The use of photovoltaic systems has increased in recent years due to their decreasing costs and improved performance. However, these systems can be susceptible to faults that can reduce efficiency and energy yield. To prevent and reduce these problems, preventive or predictive maintenance and effective monitoring are necessary. PV health monitoring systems and automatic fault detection and diagnosis methods are critical for ensuring PV plants’ reliability, high-efficiency operation, and safety. This paper presents a new framework for developing fault detection in photovoltaic (PV) systems. The proposed approach uses machine learning algorithms to predict energy power production and detect anomalies in PV plants by comparing the predicted power from a model and the measured power from sensors.
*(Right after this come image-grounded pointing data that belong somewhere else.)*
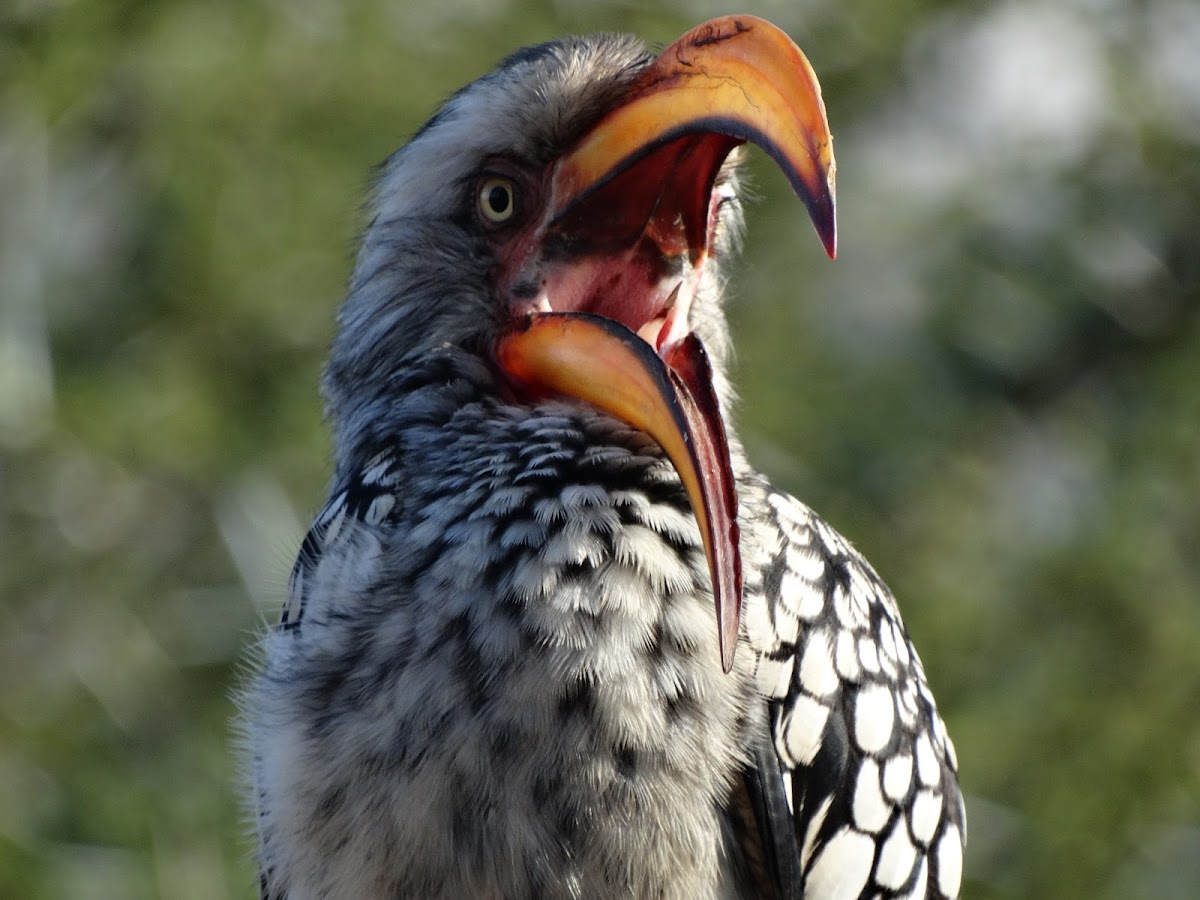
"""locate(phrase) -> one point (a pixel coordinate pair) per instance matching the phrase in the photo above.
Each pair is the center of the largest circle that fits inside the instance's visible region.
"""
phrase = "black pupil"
(498, 199)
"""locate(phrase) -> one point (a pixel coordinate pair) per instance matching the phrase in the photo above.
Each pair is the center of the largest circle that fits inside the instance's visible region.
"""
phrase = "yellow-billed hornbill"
(499, 672)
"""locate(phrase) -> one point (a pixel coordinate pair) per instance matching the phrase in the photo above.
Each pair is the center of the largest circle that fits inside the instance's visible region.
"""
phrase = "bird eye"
(497, 199)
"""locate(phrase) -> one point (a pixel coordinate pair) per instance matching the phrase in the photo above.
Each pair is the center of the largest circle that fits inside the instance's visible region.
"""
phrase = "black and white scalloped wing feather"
(863, 757)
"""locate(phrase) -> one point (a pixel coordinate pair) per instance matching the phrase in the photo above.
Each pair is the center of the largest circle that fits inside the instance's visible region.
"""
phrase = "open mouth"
(630, 223)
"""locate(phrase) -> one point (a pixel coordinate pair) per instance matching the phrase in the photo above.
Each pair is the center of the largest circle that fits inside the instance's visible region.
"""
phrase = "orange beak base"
(634, 203)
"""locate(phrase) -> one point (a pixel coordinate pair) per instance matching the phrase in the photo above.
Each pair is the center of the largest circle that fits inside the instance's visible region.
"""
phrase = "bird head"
(563, 219)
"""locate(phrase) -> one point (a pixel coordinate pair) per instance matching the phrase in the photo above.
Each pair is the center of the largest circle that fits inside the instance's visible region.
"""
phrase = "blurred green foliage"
(995, 391)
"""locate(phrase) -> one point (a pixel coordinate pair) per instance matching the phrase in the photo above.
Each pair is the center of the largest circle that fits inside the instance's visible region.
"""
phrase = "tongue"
(605, 364)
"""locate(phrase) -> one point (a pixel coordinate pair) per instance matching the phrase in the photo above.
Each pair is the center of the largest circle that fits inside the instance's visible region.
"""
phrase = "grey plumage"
(497, 672)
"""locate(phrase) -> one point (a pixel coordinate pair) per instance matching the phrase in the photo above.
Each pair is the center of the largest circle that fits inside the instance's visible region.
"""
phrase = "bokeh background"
(995, 391)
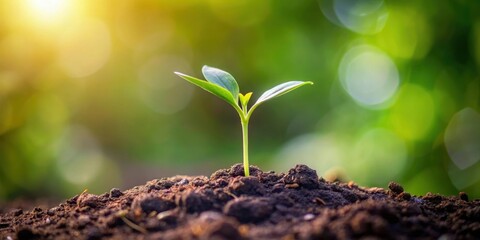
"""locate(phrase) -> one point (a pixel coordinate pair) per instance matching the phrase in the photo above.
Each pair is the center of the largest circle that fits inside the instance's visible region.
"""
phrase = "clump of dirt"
(266, 205)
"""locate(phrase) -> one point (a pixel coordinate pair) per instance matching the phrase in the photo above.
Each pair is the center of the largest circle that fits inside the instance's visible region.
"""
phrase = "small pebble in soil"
(148, 203)
(405, 196)
(115, 193)
(88, 200)
(303, 176)
(246, 186)
(463, 196)
(17, 212)
(249, 209)
(83, 220)
(395, 187)
(195, 202)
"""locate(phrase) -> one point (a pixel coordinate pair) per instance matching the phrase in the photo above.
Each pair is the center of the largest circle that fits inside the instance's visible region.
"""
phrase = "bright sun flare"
(48, 10)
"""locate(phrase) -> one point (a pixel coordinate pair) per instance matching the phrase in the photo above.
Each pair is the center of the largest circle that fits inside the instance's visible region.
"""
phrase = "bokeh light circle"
(368, 75)
(365, 17)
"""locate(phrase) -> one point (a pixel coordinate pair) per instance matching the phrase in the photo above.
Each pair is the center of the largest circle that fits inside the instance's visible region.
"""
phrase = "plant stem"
(245, 147)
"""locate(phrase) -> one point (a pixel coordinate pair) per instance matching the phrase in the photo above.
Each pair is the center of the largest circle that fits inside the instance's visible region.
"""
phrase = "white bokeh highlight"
(368, 75)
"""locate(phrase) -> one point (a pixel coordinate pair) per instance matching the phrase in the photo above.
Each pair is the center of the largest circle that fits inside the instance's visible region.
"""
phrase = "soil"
(266, 205)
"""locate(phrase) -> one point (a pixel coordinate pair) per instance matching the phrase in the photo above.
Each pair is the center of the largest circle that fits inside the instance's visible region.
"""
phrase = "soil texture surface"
(267, 205)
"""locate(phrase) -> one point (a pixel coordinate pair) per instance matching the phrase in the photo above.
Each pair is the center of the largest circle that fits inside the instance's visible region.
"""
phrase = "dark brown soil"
(293, 205)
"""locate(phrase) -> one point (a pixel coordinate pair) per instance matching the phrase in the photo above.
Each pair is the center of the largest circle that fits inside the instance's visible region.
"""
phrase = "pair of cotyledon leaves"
(223, 85)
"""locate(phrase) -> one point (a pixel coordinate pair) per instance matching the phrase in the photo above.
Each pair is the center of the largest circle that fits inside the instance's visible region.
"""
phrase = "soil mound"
(266, 205)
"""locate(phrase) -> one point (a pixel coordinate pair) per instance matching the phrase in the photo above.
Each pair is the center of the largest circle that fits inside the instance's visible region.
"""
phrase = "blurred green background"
(88, 98)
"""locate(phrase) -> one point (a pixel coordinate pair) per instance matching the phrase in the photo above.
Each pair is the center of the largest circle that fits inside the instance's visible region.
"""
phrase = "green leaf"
(211, 87)
(280, 90)
(245, 98)
(222, 79)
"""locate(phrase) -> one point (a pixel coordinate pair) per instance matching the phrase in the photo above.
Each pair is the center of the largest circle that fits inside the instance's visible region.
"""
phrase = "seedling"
(223, 85)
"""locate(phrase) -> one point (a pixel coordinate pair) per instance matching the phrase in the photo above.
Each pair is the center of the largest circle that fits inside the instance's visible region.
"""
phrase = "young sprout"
(223, 85)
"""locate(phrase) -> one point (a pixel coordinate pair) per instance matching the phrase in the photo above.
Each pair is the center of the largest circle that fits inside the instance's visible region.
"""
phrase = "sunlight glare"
(48, 10)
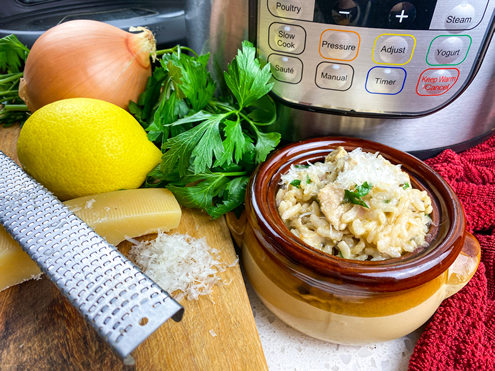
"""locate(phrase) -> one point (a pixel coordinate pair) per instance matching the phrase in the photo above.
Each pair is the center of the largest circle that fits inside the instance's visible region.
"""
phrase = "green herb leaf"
(354, 197)
(296, 183)
(13, 54)
(245, 77)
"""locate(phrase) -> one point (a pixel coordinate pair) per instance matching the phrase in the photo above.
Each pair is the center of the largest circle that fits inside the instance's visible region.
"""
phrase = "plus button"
(401, 16)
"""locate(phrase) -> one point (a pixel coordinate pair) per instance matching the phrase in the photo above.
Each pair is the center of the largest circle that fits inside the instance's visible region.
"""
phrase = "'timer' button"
(385, 80)
(293, 9)
(287, 38)
(286, 69)
(334, 76)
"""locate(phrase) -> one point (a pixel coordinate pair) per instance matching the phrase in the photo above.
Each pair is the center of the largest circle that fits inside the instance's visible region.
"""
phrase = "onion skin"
(87, 59)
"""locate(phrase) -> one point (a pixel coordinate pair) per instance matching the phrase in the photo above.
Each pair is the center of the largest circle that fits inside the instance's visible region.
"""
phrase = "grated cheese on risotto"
(355, 205)
(180, 264)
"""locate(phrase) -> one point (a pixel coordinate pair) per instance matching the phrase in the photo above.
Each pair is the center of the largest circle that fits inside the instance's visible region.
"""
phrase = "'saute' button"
(393, 49)
(286, 69)
(334, 76)
(436, 81)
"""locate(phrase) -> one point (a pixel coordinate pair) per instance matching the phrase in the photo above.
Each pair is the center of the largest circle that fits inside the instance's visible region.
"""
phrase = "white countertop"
(288, 349)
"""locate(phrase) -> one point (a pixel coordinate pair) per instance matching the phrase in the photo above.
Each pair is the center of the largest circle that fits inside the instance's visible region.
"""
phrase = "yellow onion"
(87, 59)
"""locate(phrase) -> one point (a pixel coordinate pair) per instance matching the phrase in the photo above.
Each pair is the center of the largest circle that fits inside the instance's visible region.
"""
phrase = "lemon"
(79, 147)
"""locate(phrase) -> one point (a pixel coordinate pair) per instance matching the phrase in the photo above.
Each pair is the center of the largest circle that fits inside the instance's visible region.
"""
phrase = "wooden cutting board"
(40, 330)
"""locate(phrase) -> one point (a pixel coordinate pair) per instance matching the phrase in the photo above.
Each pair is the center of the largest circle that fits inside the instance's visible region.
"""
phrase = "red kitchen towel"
(461, 334)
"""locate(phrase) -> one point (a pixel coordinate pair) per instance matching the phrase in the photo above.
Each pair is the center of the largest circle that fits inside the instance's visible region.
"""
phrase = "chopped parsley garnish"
(354, 197)
(296, 183)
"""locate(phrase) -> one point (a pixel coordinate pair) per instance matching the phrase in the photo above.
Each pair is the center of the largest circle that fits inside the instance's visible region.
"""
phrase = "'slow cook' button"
(339, 45)
(393, 49)
(448, 50)
(286, 69)
(386, 80)
(334, 76)
(287, 38)
(436, 81)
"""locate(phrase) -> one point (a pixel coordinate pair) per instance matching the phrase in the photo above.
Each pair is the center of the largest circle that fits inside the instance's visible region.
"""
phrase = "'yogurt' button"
(339, 45)
(385, 80)
(295, 9)
(393, 49)
(334, 76)
(461, 17)
(436, 81)
(287, 38)
(448, 50)
(286, 69)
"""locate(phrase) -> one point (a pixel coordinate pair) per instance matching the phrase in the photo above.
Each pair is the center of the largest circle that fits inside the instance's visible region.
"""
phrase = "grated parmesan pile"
(180, 264)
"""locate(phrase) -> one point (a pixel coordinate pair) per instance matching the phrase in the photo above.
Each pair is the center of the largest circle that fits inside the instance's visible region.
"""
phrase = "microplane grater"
(116, 298)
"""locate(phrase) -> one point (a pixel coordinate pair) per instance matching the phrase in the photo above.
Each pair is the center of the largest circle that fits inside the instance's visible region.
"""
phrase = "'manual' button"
(393, 49)
(286, 69)
(436, 81)
(334, 76)
(287, 38)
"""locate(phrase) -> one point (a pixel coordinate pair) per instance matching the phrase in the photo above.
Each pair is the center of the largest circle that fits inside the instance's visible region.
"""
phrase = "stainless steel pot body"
(219, 26)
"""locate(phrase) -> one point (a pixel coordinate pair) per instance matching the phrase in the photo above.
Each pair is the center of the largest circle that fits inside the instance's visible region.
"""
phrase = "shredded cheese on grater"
(180, 264)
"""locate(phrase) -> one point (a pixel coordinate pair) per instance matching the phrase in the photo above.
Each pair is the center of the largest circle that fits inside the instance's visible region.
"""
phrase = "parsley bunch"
(13, 56)
(210, 145)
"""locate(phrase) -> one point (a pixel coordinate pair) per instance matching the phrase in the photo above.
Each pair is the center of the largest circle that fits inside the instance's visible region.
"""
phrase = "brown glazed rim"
(311, 265)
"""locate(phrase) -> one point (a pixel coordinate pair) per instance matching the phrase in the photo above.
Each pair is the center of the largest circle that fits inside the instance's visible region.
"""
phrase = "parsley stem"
(175, 49)
(12, 78)
(14, 107)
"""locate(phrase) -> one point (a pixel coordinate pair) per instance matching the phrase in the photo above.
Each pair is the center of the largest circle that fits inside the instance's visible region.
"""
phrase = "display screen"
(409, 15)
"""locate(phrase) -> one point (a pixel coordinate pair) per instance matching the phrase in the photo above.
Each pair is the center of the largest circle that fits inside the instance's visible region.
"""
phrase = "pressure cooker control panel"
(373, 57)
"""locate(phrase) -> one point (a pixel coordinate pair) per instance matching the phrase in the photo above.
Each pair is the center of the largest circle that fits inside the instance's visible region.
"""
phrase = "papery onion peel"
(87, 59)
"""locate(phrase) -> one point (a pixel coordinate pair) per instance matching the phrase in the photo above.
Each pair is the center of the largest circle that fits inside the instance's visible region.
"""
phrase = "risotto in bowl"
(353, 242)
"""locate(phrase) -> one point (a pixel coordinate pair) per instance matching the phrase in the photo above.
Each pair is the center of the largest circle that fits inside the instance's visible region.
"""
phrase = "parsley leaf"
(210, 145)
(245, 77)
(296, 183)
(354, 197)
(13, 56)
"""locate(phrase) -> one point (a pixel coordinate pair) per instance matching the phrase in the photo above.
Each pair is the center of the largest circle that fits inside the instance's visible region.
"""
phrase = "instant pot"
(415, 75)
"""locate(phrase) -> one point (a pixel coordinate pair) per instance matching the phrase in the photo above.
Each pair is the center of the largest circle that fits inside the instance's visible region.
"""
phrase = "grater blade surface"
(115, 297)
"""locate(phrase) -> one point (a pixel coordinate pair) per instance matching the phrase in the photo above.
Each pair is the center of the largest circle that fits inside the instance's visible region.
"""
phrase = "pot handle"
(464, 267)
(237, 226)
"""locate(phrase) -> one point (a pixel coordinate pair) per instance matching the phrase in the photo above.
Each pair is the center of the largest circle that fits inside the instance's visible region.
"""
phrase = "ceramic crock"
(348, 301)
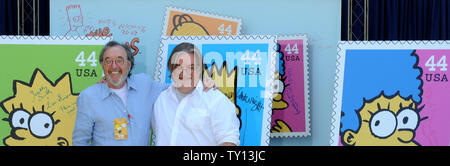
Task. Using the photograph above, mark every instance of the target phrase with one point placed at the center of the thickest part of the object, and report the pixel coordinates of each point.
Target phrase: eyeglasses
(119, 61)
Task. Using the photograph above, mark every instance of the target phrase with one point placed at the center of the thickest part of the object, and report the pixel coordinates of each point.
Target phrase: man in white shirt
(184, 115)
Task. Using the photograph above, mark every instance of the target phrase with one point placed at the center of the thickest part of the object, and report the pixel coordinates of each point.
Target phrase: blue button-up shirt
(98, 106)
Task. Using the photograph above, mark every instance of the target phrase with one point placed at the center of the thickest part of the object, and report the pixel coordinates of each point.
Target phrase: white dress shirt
(199, 119)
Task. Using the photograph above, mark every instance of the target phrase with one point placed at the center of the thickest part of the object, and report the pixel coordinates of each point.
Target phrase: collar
(198, 89)
(106, 91)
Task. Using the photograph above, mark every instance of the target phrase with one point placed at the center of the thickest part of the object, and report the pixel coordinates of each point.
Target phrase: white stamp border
(307, 92)
(340, 67)
(198, 12)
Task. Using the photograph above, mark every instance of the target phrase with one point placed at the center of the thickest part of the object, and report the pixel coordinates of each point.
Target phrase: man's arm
(82, 132)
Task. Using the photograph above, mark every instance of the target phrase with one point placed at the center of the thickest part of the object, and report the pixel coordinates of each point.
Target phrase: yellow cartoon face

The framework utilizes historical data to train the prediction model, and live data is compared with predicted values to analyze residuals and detect abnormal scenarios. The proposed approach has been shown to accurately distinguish anomalies using constructed thresholding, either static or dynamic thresholds. The paper also reports experimental results using the Matthews correlation coefficient, a more reliable statistical rate for an imbalanced dataset. The proposed approach leads to a reasonable anomaly detection rate, with an MCC of 0.736 and a balanced ACC of 0.863.

Suggested Citation

  • Thitiphat Klinsuwan & Wachiraphong Ratiphaphongthon & Rabian Wangkeeree & Rattanaporn Wangkeeree & Chatchai Sirisamphanwong, 2023. "Evaluation of Machine Learning Algorithms for Supervised Anomaly Detection and Comparison between Static and Dynamic Thresholds in Photovoltaic Systems," Energies, MDPI, vol. 16(4), pages 1-22, February.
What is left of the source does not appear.